Java – “the inverse side of the association” in a bidirectional JPA OneToMany/ManyToOne association

hibernatejavajpamappedbyone-to-many

In the example section of the @OneToMany JPA annotation reference:

Example 1-59 @OneToMany – Customer Class With Generics

@Entity
public class Customer implements Serializable {
    ...
    @OneToMany(cascade=ALL, mappedBy="customer")
    public Set<Order> getOrders() { 
        return orders; 
    }
    ...
}

Example 1-60 @ManyToOne – Order Class With Generics

@Entity
public class Order implements Serializable {
    ...
    @ManyToOne
    @JoinColumn(name="CUST_ID", nullable=false)
    public Customer getCustomer() { 
        return customer; 
    }
    ...
}

It seems to me that the Customer entity is the owner of the association. However, in the explanation for the mappedBy attribute in the same document, it is written that:

if the relationship is bidirectional,
then set the mappedBy element on the
inverse (non-owning) side of the
association to the name of the field
or property that owns the relationship
as Example 1-60 shows.

However, if I am not wrong, it looks like in the example, the mappedBy is actually specified on the owning side of the association, rather than the non-owning side.

So my question is basically:

  1. In a bidirectional (one-to-many/many-to-one) association, which of the entities is the owner? How can we designate the One side as the owner? How can we designate the Many side as the owner?

  2. What is meant by "the inverse side of the association"? How can we designate the One side as the inverse? How can we designate the Many side as the inverse?

Best Answer

To understand this, you must take a step back. In OO, the customer owns the orders (orders are a list in the customer object). There can't be an order without a customer. So the customer seems to be the owner of the orders.

But in the SQL world, one item will actually contain a pointer to the other. Since there is 1 customer for N orders, each order contains a foreign key to the customer it belongs to. This is the "connection" and this means the order "owns" (or literally contains) the connection (information). This is exactly the opposite from the OO/model world.

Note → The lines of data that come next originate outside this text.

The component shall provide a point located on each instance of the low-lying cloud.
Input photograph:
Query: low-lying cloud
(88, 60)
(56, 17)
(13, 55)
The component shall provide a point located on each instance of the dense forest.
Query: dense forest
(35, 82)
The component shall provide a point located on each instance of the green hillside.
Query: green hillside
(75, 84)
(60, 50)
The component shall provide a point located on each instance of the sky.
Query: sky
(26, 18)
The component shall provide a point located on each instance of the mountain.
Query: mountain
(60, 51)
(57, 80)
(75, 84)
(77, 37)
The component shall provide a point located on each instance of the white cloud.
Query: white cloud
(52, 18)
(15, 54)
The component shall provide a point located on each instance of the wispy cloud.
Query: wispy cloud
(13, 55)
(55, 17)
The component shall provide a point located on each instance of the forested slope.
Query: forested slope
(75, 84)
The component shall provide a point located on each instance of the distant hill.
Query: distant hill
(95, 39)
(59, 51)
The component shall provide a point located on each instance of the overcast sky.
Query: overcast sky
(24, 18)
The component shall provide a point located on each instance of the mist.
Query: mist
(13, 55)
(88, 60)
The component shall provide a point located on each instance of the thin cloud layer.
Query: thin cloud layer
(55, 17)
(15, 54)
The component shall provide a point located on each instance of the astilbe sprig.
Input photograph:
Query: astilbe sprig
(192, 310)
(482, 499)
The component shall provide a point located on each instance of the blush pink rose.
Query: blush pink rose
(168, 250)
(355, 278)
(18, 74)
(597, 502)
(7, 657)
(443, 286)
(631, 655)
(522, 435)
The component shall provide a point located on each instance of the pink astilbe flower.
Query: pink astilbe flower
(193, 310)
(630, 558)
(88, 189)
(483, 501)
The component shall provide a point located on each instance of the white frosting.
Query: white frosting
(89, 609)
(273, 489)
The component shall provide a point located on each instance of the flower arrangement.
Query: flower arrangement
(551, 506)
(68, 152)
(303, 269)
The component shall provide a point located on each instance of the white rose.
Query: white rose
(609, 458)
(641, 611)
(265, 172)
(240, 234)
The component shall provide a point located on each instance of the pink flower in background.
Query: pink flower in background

This may help to understand:

public class Customer {
     // This field doesn't exist in the database
     // It is simulated with a SQL query
     // "OO speak": Customer owns the orders
     private List<Order> orders;
}

public class Order {
     // This field actually exists in the DB
     // In a purely OO model, we could omit it
     // "DB speak": Order contains a foreign key to customer
     private Customer customer;
}

The inverse side is the OO "owner" of the object, in this case the customer. The customer has no columns in the table to store the orders, so you must tell it where in the order table it can save this data (which happens via mappedBy).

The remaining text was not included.